I made a debug version to show speed of calculating Reed-Solomon Codes. (It doesn't include other time like file creation or hash calculation.) I put the debug package (par2j_debug_2024-07-24.zip) in "MultiPar_sample" folder on OneDrive. If you want to test speed of different setting, you may use it. You may see difference of "number of using threads", "cache optimization", or "file access mode".

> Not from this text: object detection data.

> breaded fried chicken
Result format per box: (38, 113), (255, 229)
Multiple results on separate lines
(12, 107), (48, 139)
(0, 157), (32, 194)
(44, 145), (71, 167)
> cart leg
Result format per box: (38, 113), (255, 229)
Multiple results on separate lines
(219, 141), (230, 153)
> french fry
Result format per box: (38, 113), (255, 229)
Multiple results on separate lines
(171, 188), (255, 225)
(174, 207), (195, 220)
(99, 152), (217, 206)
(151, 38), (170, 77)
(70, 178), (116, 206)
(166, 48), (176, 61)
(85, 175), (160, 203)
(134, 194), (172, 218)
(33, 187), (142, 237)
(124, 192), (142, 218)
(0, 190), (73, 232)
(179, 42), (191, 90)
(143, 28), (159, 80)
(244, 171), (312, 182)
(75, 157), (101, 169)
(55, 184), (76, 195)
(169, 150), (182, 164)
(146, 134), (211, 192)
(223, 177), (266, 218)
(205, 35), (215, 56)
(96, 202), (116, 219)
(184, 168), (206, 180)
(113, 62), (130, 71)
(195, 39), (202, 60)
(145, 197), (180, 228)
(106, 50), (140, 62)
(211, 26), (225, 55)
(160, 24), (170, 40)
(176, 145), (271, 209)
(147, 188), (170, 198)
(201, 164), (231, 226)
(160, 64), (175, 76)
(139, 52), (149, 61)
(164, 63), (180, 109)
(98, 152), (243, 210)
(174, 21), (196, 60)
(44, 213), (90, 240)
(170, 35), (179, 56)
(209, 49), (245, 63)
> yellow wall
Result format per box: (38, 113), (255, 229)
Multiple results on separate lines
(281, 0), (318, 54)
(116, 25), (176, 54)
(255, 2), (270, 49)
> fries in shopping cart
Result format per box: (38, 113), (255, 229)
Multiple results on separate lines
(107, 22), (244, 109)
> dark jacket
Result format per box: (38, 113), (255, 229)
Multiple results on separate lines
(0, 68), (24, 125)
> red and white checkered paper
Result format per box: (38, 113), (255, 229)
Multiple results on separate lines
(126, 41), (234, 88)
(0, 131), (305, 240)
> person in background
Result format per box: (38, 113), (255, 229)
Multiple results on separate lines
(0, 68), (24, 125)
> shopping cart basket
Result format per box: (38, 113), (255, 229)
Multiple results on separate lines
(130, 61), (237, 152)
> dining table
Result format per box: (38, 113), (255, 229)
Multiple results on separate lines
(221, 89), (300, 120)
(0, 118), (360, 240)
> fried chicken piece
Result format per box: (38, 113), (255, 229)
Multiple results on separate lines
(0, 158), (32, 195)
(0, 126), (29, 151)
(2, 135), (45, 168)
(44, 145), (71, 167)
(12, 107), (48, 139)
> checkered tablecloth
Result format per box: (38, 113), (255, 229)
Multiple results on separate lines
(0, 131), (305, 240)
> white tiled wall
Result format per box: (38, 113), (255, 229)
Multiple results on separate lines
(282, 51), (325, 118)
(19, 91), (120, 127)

Yutaka-Sawada commented 1 month ago

I modified debug version to disable CPU cache optimization manually. Now, you can compare speed of enabling or diabling cache optimization. To disable CPU's L2 cache optimization, set "/lcb0" option. To disable CPU's shared L3 cache optimization, set "/lcm0" option. When CPU cache optimizations are disabled, speed may become very slow. I put the debug package (par2j_debug_2024-07-25.zip) in "MultiPar_sample" folder on OneDrive. I included the latest soruce code in the package for someone interested in the behavior.

DEVUVO commented 1 month ago

set "/lcm0" option ? how to set this ? just add the number manually and so on ? on the text file next to the exe ?

any gui version with more options ? I really find it hard to keep editing txt files and then copy to program folders ,

I will need to speak with you on IRC or somewhere faster than here i got some idea and my time online very limited ,

Yutaka-Sawada commented 1 month ago

set "/lcm0" option ? how to set this ? just add the number manually and so on ? on the text file next to the exe ?

You may set those options at Command prompt, when you call par2j64.exe. The details of usage is written on "Command_par2j.txt".

any gui version with more options ?

I don't want to modify GUI for rare usage. MultiPar GUI may not support some options at Option window. For debug usage, I added new line on MultiPar.ini file. When you write a line par2jOption=/lcm0 on MultiPar.ini file, the option will be concatnated in command-line for par2j automatically. You may test other options like /lc32 for maximum number of using threads. I put the sample package (MultiPar_sample_2024-07-28) in "MultiPar_sample" folder on OneDrive.

I will need to speak with you on IRC or somewhere faster than here i got some idea and my time online very limited

No, it's impossible. I won't understand what you say with my cheap English skill. I use English dictionary and online translator sometimes.

DEVUVO commented 1 month ago

That's fine , Thank you for helping me .

Slava46 commented 1 month ago

So what your tests showed? Insteresting your hardware and difference between different modes.